Jessica The Fair -- Glad you're liking it. I hope that this was soon enough! I'm afriad the next one will take a little longer.

maddymouse -- You get muchos HEARTS from this Xtine, because it made you cry out loud. I love it. Love hearing that... it's my inner Sith. Thank you very very very much for the comment! And don't worry, my family thinks I'm odd as well.

Shadow Padawan -- Like maddy above, you're getting uberhugs for crying at my story. That makes me all warm and fuzzy inside. Perverse, ain't it? (laughs). And yes, tehre will be a happy ending. Eventually. I mean, I have to maintain my rep as Queen of Angst still, you know...

Padfoot Reincarnated -- It is possible. hahaha. Even for me, apparently.
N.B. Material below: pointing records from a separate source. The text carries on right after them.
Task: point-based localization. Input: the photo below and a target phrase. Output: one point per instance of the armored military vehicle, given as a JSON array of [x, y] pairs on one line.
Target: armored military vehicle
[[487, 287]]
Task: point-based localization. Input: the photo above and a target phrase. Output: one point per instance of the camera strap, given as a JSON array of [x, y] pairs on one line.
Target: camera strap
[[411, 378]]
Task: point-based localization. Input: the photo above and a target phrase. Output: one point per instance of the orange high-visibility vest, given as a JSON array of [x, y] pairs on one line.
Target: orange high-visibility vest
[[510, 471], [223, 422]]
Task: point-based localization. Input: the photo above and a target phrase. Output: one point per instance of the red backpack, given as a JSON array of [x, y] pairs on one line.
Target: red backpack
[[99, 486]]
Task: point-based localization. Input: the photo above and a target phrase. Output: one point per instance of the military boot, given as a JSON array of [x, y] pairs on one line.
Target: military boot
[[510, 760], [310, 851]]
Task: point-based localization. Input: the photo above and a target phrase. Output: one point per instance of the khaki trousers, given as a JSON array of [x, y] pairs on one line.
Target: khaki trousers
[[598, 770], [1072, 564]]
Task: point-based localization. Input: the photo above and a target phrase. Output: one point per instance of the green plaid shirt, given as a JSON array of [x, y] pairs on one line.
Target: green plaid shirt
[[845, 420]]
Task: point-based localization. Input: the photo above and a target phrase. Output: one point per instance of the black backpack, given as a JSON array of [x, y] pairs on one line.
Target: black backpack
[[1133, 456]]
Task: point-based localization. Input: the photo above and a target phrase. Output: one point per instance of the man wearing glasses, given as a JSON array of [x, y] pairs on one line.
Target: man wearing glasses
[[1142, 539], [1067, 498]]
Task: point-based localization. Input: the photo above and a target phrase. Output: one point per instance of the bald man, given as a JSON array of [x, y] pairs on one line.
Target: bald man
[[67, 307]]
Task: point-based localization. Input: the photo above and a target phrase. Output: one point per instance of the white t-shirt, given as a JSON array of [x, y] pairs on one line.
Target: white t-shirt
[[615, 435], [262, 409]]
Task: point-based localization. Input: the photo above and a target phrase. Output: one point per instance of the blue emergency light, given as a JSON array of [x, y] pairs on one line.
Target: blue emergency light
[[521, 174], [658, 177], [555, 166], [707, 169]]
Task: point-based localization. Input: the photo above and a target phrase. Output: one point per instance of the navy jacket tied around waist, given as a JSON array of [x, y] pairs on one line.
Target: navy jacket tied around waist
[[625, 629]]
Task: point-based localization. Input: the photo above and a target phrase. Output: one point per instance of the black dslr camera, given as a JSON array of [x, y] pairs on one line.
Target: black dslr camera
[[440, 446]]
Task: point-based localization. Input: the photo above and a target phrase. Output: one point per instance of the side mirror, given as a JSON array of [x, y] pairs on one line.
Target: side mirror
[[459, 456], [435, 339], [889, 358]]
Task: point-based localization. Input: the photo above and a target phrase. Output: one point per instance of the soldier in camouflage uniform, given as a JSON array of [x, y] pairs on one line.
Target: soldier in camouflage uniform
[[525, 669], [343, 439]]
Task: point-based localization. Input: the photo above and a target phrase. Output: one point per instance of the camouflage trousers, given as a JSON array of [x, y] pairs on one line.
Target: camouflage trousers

But there's still a ways to go, and some stuff they need to work through. Thanks for the review!

PureEvil230 -- You're right, they do deserve it. Even after all the hell they've gone through together, they still are crazy in love. (sighs at the boyos) I figured I owed them a happy ending after killing them off in so many other stories, you know...

Monchy -- Yay! It's your fave so far! I'm glad that you liked it so much! I really enjoyed writing it as well. Vaderkin is so much fun to play with, much like certian other diabolical Sith Lords. I almost cried writing him fighting Obi-Wan though. Lesigh... But GAH and SQUEE! You really know how to stoke my ego. (purrs happily) For me, Obi-Wan was the really tragic figure in this chapter as well. I felt so bad putting him through such hell. And it was really hard not to slip into his side of things, you know? Because mega ouchies and betrayals is right. Anakin broke his little heart. And wait until you find out what he had HAD planned for that Solstice Night, before Anakin went and spoiled it all... (drums fingers a la Monty Burns) Thanks SO much for the review!